Thanks for the advice and by the way I ask the salesman I wanted a bandsaw with 3 speeds. He told me it was not necessary for woodworking and it turns out he owns the company (Cole Moore ). I guess it s a matter of opinion and he was really pushing hard for the Helical Heads on the jointer's at a cost of $600 plus.

I think 12" resaw is as much as I will need and would prefer a machine that is setup for 220. The one saw I looked at that I liked was 110 volt but draws 15 amps so I am worried it will pop the breaker where it will be used and hence the reason I want to run it on 220 and only draw 7.5 amps.

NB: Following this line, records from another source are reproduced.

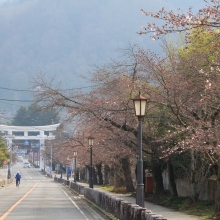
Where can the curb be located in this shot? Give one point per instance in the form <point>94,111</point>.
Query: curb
<point>108,215</point>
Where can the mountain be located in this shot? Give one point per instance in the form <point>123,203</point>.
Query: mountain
<point>64,38</point>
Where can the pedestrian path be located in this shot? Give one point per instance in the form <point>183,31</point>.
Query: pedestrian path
<point>159,210</point>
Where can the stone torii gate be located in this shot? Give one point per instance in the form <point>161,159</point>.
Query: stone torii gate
<point>23,133</point>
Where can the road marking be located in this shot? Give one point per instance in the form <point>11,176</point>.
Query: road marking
<point>74,204</point>
<point>17,203</point>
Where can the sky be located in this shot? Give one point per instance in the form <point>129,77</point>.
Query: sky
<point>129,22</point>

I had planned on using the tablesaw or the jointer or BS on the one dedicated CIRCUIT AND NOW HAVE TWO EXTENSION CORDS TO BE USED FOR THE 220. The one is setup for the tablesaw and the other will be for the jointer or BS.


----------



## TRN_Diesel (Feb 24, 2009)

Canadian Woodworker Ltd

Here is the saw I like with 12" resaw with the optional riser kit.


----------



## curiousgeorge (Nov 6, 2006)

Good looking saw. It amazes me how long it took for some band saw makers to finally start to realize that the band saw is a wood working tool as well as metal and start to make allowances for it. The guy who told you that more speeds were not needed for wood is just not up on using the saw as a wood working tool. He is still living in the metal world. With him being a company owner, he needs to do a little updating on his knowledge. I do agree with him, though, on the helical heads. They make a good tool into an outstanding tool and they stay sharp way longer than the HSS blades.


----------



## labric (Sep 11, 2004)

Dan & Ron

I have the Busy Bee CT015N and it certainly does come with a riser extension which will add 4" to the original height of 6 " giving you a 10" cutting height.

See CT015EXT accessories 

Has a 1 HP motor with 3 speeds which with a bimetal blade would also cut light guage metal without any problem and is currently on sale.

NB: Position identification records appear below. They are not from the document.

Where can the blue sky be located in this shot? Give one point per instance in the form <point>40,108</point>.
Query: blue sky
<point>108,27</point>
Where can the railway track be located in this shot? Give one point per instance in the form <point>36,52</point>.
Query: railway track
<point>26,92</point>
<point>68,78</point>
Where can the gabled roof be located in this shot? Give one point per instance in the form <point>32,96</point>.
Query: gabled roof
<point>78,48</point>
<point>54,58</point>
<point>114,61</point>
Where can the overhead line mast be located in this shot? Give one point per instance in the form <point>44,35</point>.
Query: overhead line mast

More than enough for my needs.

Specs below:



> A wonderful Band Saw package. Ideal for cutting wood or plastic.
> Three speeds gives great versatility and a cast iron frame ensures rigidity and
> long service.
> 
> ...



 Ric


----------



## TRN_Diesel (Feb 24, 2009)

Ric that is great to know. How many amps does it draw on 110 volt? Do oyu run yours on a 15 amp breaker without popping the breaker?

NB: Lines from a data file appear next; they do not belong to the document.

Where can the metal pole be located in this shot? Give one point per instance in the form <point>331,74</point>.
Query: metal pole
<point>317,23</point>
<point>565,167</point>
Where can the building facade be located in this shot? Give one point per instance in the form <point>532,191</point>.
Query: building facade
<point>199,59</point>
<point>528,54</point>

Do you resaw hard maple with it and have no problem?

What do you use yours for mostly? 

How much does the extension kit cost?


----------



## labric (Sep 11, 2004)

Hey Dan

I'm currently travelling on holidays in Quebec at the moment so I will have to respond from memory.

I haven't got my wiring finished in the basement as yet and besides a 220 outlet that I have for my table saw (also Busy Bee) I only have one 15 amp circuit for all my needs except some lighting. 

I ran both the bandsaw and a 1 HP dust collector off that same circuit and did not have a problem. Check with Busy Bee on the amps but I think it is only 7 amps as it is only a 1 Hp motor.

I haven't got the extension kit as yet as I haven't had the need but is on my shopping list. Currently on sale for $49.99 and includes the longer blade.

Busy Bee Tools Product Detail


I have ripped 2" thick maple for trim but nothing thicker as of yet and have not had a problem. Normally only ripping hardwood stock to thinner thicknesses and rought cutting curved pieces. I don't see myself cutting 12" wide x 2" thickness material to a smaller thickness.

I am still in the process of setting up my shop in the basement as I have given up on the garage as being too overcrowded ( I'm a packrat) and the cost of heating the 3 car garage for a few hours of work when its -40 C below outside.

My plan is to run 20 amp circuits for all power tools so I shouldn't have any electrical concerns.

Sorry, I can't be more help at this time.

 Ric


----------



## allthunbs (Jun 22, 2008)

TRN_Diesel said:


> Canadian Woodworker Ltd
> 
> Here is the saw I like with 12" resaw with the optional riser kit.


Hi Dan:

OK, you're not going to like me. 

General 90-125 at CW $899
Craftex CT015N. at BB $599
Delta 14" 28206 at BB $949
Delta 14" 28206MF at Tegs $779
General GI90-150M1 at Tegs $1,309.00
King KC-1401HD at Tegs $469.00
King KC-1433FXR at Tegs $749.00

Steel City 50130 is the nicest rendition that I've found of this saw. Although the covers are different, it is identical to all of the others and should be price competitive to the Delta. Look at the Steel City before you buy any other. This will be the top end of what is available and you can decide if the cost is worth the extras. You might be surprised. Shop around, you might find them less expensive than either of the Deltas. I absolutely love the rack and pinion guide positioner.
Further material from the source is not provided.